Seines Zeichens Arzt der Wehrmacht, seit Kurzem SS-Mitglied und seit drei Monaten
Mitarbeiter von Professor Erich Kranitz, einem befreundeten Kollegen von Dr. med.
Mengele.
    Fürst schob
die Brille empor und wartete auf seine Bestellung.
    Der breitschultrige
Freund hieß Franz Wegleiter. Ein Mann um die 23, der gut auf die 30 geschätzt werden
konnte. Außer kantigen Wangenknochen dominierten in tiefen Höhlen liegende dunkle
Augen, volles, nach hinten gekämmtes blondes Haar und ein feiner Bart, den er stutzte,
wie es Heinrich Himmler zu tun pflegte.

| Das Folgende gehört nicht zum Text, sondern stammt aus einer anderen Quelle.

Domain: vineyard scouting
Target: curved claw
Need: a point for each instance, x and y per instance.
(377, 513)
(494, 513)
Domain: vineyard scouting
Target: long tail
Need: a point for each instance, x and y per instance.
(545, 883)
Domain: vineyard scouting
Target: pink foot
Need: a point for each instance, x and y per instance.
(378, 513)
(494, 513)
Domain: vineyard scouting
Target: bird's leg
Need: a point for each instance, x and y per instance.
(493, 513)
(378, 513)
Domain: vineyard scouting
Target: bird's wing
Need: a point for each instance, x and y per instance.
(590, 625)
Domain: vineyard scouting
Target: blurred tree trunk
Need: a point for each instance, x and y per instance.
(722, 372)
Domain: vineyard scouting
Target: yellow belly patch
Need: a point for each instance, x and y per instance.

Anders als Himmler, der als skrupelloser
Massenmörder in die Geschichte eingehen sollte, besaß Franz Wegleiter nicht den
teigigen Körperbau wie sein Vorbild, sondern wirkte sportlich und durchtrainiert.

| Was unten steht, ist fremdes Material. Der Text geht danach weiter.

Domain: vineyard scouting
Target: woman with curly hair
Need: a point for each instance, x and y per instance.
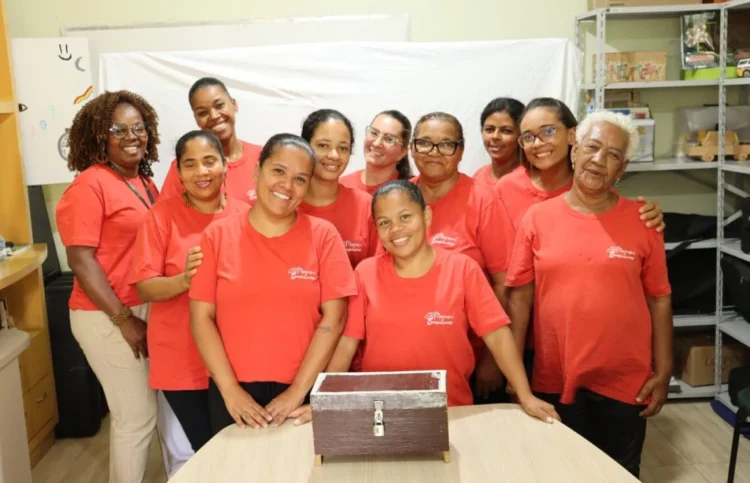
(113, 142)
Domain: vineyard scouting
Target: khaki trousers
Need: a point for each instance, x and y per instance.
(132, 404)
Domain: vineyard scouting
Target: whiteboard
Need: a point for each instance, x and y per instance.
(49, 101)
(170, 37)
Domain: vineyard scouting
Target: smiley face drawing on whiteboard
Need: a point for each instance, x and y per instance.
(66, 56)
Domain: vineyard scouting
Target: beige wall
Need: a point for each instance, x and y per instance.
(431, 20)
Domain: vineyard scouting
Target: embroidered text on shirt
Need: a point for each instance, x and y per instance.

Jeder einzelne Muskel und jede Sehne traten bei Wegleiter hervor, wenn er Gewichte
stemmte. An ihm fand sich kein Gramm überflüssiges Fett, und er forderte im Training
seine Untergebenen und sich selbst aufs Äußerste. Darüber hinaus verfügte er noch
über andere Qualitäten, wie er sie nannte. Er hatte nicht nur Freude am Töten, sondern
vielmehr am Quälen, dem unsäglichen Leiden vor dem Tod. Bereits in früher Kindheit
riss er den Käfern und Stubenfliegen die Flügel einzeln aus, vierteilte sie, verstümmelte
sie mit zunehmender Befriedigung. Mit sechs Jahren tötete er die Katze des Nachbarn,
weil sie auf dem elterlichen Rasen einen übelriechenden Haufen hinterlassen hatte
und der Vater mit neuen Schuhen dort hineingetreten war. Er nahm dies als Vorwand,
dem Tier den Schädel einzuschlagen und das Fell abzuziehen. Viele Varianten folgten.

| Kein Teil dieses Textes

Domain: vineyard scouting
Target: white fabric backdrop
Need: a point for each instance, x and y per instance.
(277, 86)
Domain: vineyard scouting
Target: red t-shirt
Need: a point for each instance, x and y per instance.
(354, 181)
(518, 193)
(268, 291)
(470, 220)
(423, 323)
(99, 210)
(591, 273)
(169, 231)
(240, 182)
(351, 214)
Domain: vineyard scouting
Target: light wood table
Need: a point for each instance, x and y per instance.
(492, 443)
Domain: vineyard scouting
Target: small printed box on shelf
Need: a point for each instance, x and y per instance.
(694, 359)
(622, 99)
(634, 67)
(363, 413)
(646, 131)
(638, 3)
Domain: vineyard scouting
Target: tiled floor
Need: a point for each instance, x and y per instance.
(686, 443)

Irgendwann reichte es nicht mehr, Tiere zu töten. In Kriegszeiten kam ihm die Hetze
gegen Juden, Homosexuelle, Kommunisten und Bolschewisten gerade recht, und er sah
in seinen Fähigkeiten eine große Chance, im Großdeutschen Reich aufzusteigen.
    Der Wirt
brachte zwei Gläser Wein und zog hinter sich die Tür ins Schloss. Eine Weile lauschte
er noch, suchte aber nach kurzer Zeit das Weite und verschwand in der Küche.
     
    Die ersten wohltuenden Schlucke
waren getan. Richard Fürst wischte sich den Mund mit dem Hemdärmel ab und blickte
neugierig zu Strocka. »Na, mein Freund. Warum hast du uns kommen lassen? Gibt es
etwas Wichtiges, wobei du unsere Hilfe brauchst?«
    »Etwas Wichtiges?
Nein, eigentlich nicht. Ich habe euch so lange nicht gesehen. Wir sind irgendwo
im Reich verstreut und ich wollte an alte Zeiten anknüpfen. Nächste Woche werde
ich nach Treblinka versetzt und die Lageraufsicht übernehmen. Wer weiß, wann wir
uns wiedersehen.« Strocka rieb sich nervös die Hände.